Quando arriviamo all'aeroporto sono le sette e mezza di sera, le due e mezza italiane, ventiquattrore di viaggio. Un paio d'ore abbondanti se ne per sbrigare le formalità e recuperare i bagagli, andare con Gabriel (l'amico che ci aspetta) a recuperare un auto che abbiamo noleggiato per la nostra permanenza e poi a casa di Carlos e Pano, dove ci aspettano Fernando e Gabriella per accoglierci in questa breve sosta nella capitale. Ma i piani della serata allo Zocalo, la grande piazza centrale e la cena che avevo programmato al Cardinal Rocho, un ristorante d'altri tempi lì nei pressi, a questo punto salta, troppo stanchi per rimetterci in movimento.

L'accoglienza dei nostri amici è, come sempre da queste parti, di grande calore. Eppure con Fernando e Gabriella ci conosciamo appena. Quando Cortès arrivò da queste parti le popolazioni locali lo accolsero a braccia aperte, con doni di ogni tipo. Il loro capo, Montezuma, si vestì come nelle grandi occasioni e pronunciò il seguente discorso:

"Signore, sei giunto infine nella tua città: Messico. Sei venuto per prender posto sul tuo trono... No, non è un  sogno... questo era il mandato ed il messaggio dei nostri re... Secondo loro tu dovevi prender posto sul tuo seggio, sulla sedia della tua maestà dovevi arrivare in questi luoghi... In questo momento il fatto si è compiuto: ora sei arrivato con grande fatica, eccoti arrivato con lunghi sforzi. Vieni nel tuo paese: vieni e riposati, prendi possesso delle tue reali dimore... Siete giunti nel vostro paese, Signori!".

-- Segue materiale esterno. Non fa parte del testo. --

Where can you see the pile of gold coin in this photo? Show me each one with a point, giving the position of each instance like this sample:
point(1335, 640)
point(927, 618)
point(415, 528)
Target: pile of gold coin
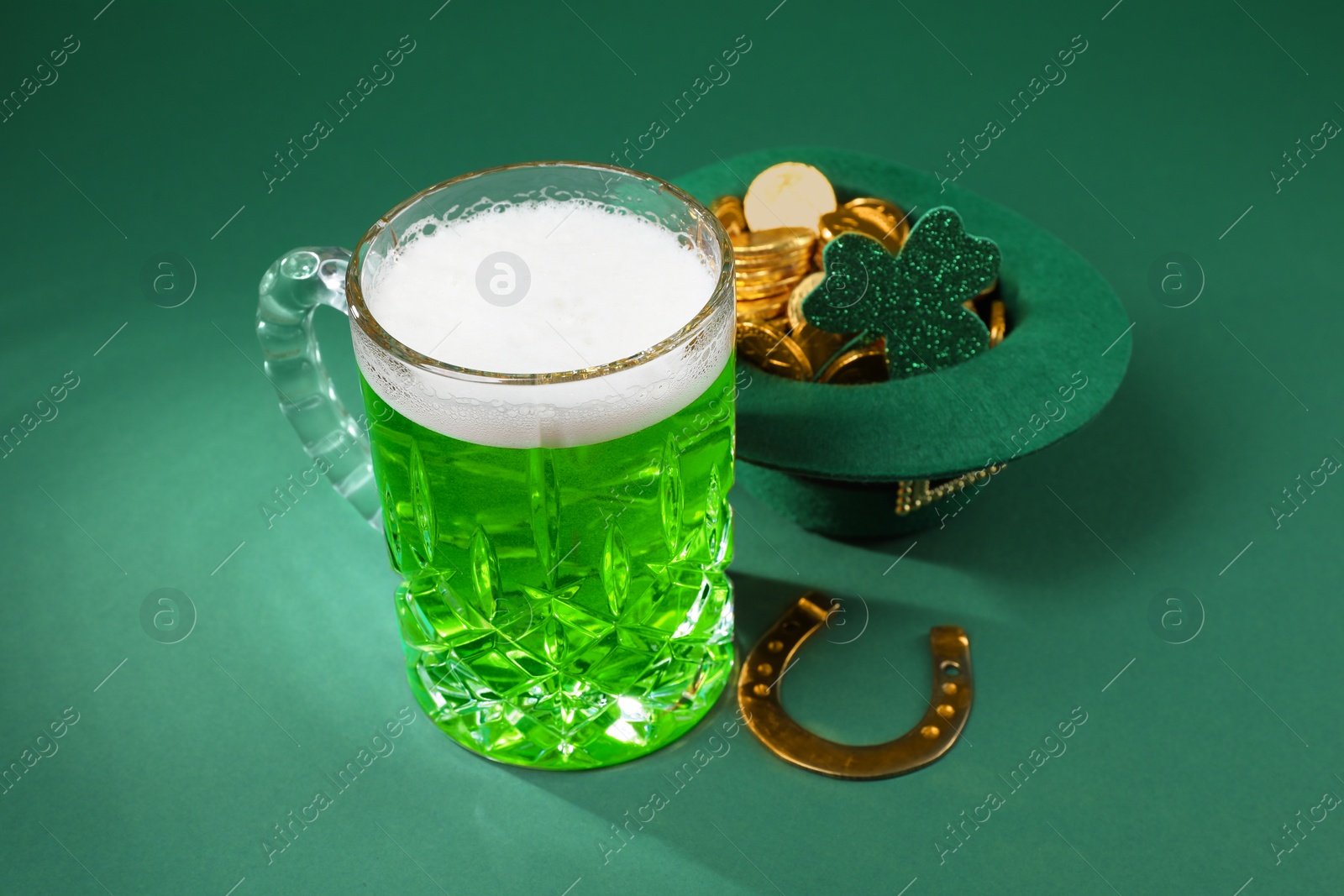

Questa fu l'accoglienza. In cambio, avvenne l'inganno e la distruzione delle civiltà che lì vivevano. Andò così con gli incas o con gli indiani d'America. I presupposti teologici vennero poi. Nel 1577 il teologo gesuita Josè de Acosta nella sua opera "Sul modo di procurare la salvezza degli Indios" classificò come barbari "coloro che rifiutano la retta ragione e il modo comune di vita tra gli uomini".

"... i selvaggi simili a bestie. Di questi ne esistono infinite mandrie nel Nuovo Mondo". La chiamarono civilisation.  

Amo questi barbari che non hanno smarrito il senso dell'amicizia.